# Best BOLSTER for Chef Knife???



## Albo17 (Jun 27, 2016)

Hi Guys,

I am looking to get your opinions on the best kitchen chef knife BOLSTER. Images would also be awesome. I am looking to purchase a Japanese Damascus Chef Knife.

Thanks,
Al


----------



## IndoorOutdoorCook (Jun 27, 2016)

No bolster


----------



## ThEoRy (Jun 27, 2016)

Bolster sucks.


----------



## supersayan3 (Jun 27, 2016)

To me, the non bolster sucks.
I mean by that:

1. Bolster is clean, and no water goes into the handle.
So no worries in a hectic environment 

2. Balances the weight of the knife, handle - blade,
Which balance is 
a. Better for your wrist 
b. Better for your knife, in case it falls down. Handle heavy knives land with the handle while blade heavy knives land with the blade or the tip of the blade and then the tip is a goner. Balanced knives can land with the above 2 ways, or totally horizontal( as it happened with my Hiromoto Honyaki, and I was about to have a heart attack during the fall, but I got so happy the moment of the landing)


----------



## ThEoRy (Jun 27, 2016)

To be clear, I was speaking of the "full bolster" which travels down to the heel of the blade's edge. That sucks.


----------



## ecchef (Jun 27, 2016)

supersayan3 said:


> To me, the non bolster sucks.
> I mean by that:
> 
> 1. Bolster is clean, and no water goes into the handle.
> ...



1. Knives with bolsters frequently experience water penetration. All depends on maker's f&f quality control.
2a. Not necessarily so. A weight forward blade aids in cutting, therefore requires less force exerted on your wrist.
2b. In a short drop, which is 99% of knife accidents, the balance point doesn't matter. The knife doesn't fall far enough to allow gravity to orient the knife in any direction.


----------



## Godslayer (Jun 27, 2016)

integral bolster, in Damascus is best.


----------



## supersayan3 (Jun 27, 2016)

ThEoRy said:


> To be clear, I was speaking of the "full bolster" which travels down to the heel of the blade's edge. That sucks.



I agree completely. 
Worst design ever


----------



## supersayan3 (Jun 27, 2016)

ecchef said:


> 1. Knives with bolsters frequently experience water penetration. All depends on maker's f&f quality
> 
> 2a. Not necessarily so. A weight forward blade aids in cutting, therefore requires less force exerted on your wrist.
> 2b. In a short drop, which is 99% of knife accidents, the balance point doesn't matter. The knife doesn't fall far enough to allow gravity to orient the knife in any direction.

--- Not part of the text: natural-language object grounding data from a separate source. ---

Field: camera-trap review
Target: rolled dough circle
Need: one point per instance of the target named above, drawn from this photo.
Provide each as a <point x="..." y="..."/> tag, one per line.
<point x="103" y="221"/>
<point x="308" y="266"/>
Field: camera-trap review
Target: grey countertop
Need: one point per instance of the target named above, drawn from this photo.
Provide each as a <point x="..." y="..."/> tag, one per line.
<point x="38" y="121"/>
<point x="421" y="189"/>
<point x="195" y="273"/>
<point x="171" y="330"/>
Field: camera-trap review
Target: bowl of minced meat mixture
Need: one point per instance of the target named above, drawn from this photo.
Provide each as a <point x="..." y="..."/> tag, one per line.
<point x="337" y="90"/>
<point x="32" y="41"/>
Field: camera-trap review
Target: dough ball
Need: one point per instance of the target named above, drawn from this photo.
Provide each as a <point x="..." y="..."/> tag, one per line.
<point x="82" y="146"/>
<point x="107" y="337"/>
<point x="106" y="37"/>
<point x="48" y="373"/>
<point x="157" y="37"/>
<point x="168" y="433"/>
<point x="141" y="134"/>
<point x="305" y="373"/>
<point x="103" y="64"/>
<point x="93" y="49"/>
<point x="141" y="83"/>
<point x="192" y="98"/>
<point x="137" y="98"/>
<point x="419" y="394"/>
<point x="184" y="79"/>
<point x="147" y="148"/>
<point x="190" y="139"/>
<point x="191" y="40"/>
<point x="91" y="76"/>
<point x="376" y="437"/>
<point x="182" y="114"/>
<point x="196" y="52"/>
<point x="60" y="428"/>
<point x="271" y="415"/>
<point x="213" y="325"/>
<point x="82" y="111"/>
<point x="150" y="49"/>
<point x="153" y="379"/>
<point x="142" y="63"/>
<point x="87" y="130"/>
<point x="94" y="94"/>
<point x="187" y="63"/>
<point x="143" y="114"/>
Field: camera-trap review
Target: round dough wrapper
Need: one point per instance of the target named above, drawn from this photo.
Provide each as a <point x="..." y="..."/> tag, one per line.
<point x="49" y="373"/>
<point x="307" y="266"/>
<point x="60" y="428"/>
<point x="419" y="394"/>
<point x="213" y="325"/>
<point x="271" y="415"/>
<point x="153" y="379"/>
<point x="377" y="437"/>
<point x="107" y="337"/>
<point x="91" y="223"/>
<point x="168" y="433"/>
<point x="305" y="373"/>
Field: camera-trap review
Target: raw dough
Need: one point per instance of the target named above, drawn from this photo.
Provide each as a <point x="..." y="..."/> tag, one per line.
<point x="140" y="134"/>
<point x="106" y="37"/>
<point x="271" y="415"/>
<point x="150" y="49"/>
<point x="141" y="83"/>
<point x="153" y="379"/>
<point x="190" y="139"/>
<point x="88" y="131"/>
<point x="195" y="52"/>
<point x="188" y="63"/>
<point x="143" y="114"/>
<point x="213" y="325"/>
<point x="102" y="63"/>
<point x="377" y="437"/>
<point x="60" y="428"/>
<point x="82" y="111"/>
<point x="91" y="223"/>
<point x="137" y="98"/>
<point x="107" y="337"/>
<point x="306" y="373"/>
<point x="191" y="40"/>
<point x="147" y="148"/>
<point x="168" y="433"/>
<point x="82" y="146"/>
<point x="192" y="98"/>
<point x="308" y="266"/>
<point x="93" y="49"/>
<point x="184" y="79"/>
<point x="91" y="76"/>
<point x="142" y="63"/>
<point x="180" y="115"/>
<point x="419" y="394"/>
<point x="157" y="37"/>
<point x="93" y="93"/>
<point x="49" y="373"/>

1. Thank you for the information [emoji4]

About 2a. Yes, but it makes it heavier to guide the knife, which is sharp enough to slide through anything &#129304;

2b. You are right, but out of experience, I have noticed that possibilities and angles of fall, lean towards the description I made before( laws of gravity affect as well)
As usually the knife slips from the working surface, where it is horizontal


----------



## LifeByA1000Cuts (Jun 28, 2016)

Actually, unless we are talking a knife mostly used for fast, careless towards-the-thumb peeling, I love the heel razor sharp and pointy - great for scoring peels etc. Always tempted to try and sharpen an edge into a choil. So I think I could never agree with someone like JF on full bolsters


----------



## Albo17 (Jun 28, 2016)

this one (A)?
http://www.cheftalk.com/content/type/61/id/85899/

or this one (B)?
http://www.cheftalk.com/content/type/61/id/85900/

I am leaning towards A at the moment as it feels like it would suit my "pinch grip" on the knife. Or do you guys think it doesnt matter?

Thanks


----------



## HHH Knives (Jun 28, 2016)

Godslayer said:


> integral bolster, in Damascus is best.



This ^^^^^


----------



## ThEoRy (Jun 28, 2016)

Albo17 said:


> this one (A)?
> http://www.cheftalk.com/content/type/61/id/85899/
> 
> or this one (B)?
> ...



It does matter. the B example is exactly what I was talking about earlier. It is the stupidest thing you could put on a knife. It makes for a difficult time sharpening down the road. As the edge erodes over time through the natural process of sharpening that full bolster will remain. This will leave a hole or an overgrind near the heel. This will prevent edge to board contact while cutting and create what we call accordion cuts. 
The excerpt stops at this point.